In this circumstance, Gyeonggi Museum of Modern Art (GMOMA) embarked on an ongoing project with us to explore the potential of social tagging and applying it into museum management strategy. In the end of 2009, we built our own tag database based on the collections from GMOMA, and experiments were carried out by building a testbed on a website that was created to collect tags of 128 pieces of artworks.
After collecting the tags, we evaluated the feasibility of social tagging systems through workshops with curators from GMOMA. From the workshop we found the potentials of social tagging systems in museums through interviews and discussions with the curators, and identified the improvements that could be made in order to apply it to actual museums.
However, we discovered that while the number of tags increased, social tagging systems showed limitations in providing meaningful information and supporting semantic relationships between tags and museum collections.
The causes are as follows:
Lack of order, structure and depth in tags
Free forms of tags can cause ambiguity, chaos and noise
Spam tagsFailure to show the semantic relationships between tags; only provides an alphabetical list
Thus to achieve a participatory web and reflect the visitors’ semantic appreciation of museum collections, we conclude that the existing tagging systems should be supplemented. To improve the existing social tagging system and enhance the semantic appreciation in online art museum, our suggested solution is faceted tagging system which gives a guideline or schema to users when tagging the individual artworks. By collecting tags through the faceted tagging systems, we can automatically obtain a semantic structure and meaningful groups of tags. Before implementing the faceted tagging system and proving that it works, we had to make facets that cover the all the categories of art museum tags. We proceeded with card-sorting tests to extract and verify facets from the collected tag database. We retrieved six facets – “Background, Identification, Theme, Association, Emotion and Figure” – based on the semantic structure of tags, which were in a mess but now can be categorized into meaningful groups (facets).
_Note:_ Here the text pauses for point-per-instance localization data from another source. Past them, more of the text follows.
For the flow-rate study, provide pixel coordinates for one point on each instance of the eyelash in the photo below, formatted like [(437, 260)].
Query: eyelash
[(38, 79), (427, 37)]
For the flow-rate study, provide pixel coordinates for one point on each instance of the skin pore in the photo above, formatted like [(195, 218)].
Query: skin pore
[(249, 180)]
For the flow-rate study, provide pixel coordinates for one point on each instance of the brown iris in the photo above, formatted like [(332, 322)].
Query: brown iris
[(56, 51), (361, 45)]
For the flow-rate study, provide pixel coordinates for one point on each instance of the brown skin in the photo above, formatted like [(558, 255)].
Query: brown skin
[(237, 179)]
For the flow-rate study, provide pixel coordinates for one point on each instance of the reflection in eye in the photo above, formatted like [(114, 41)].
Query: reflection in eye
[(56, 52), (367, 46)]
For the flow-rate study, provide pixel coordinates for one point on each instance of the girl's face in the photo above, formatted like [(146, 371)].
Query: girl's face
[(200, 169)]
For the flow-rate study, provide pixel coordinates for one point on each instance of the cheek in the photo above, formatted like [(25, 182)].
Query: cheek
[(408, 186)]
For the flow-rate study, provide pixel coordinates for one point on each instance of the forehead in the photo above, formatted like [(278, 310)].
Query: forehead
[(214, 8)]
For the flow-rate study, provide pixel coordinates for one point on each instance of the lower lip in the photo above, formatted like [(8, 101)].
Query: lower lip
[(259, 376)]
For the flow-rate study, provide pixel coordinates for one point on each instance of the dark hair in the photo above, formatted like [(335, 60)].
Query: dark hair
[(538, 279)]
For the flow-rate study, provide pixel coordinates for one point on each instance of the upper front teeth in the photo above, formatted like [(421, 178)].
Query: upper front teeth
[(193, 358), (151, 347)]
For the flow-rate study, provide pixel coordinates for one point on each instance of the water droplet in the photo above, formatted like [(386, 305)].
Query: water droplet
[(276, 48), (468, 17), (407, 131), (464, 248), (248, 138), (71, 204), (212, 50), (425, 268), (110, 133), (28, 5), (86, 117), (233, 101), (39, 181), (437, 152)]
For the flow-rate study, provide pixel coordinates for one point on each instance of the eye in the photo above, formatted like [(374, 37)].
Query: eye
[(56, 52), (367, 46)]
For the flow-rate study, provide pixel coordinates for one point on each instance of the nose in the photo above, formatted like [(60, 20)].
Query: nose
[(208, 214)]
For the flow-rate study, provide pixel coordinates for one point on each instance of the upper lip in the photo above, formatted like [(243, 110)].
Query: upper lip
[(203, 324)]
Finally, user-tests are scheduled in order to prove that applying the six facets into the faceted tagging system can help to bridge the semantic gap between curators and audiences. For the user-tests, the same 128 artworks from the first experiment will be used, and we will compare the tags collected from the user-tests with the tags from the first experiment. Then we plan to discuss the feasibility of faceted tagging systems and its results – which we call structured tags – through a workshop with the curators from GMOMA.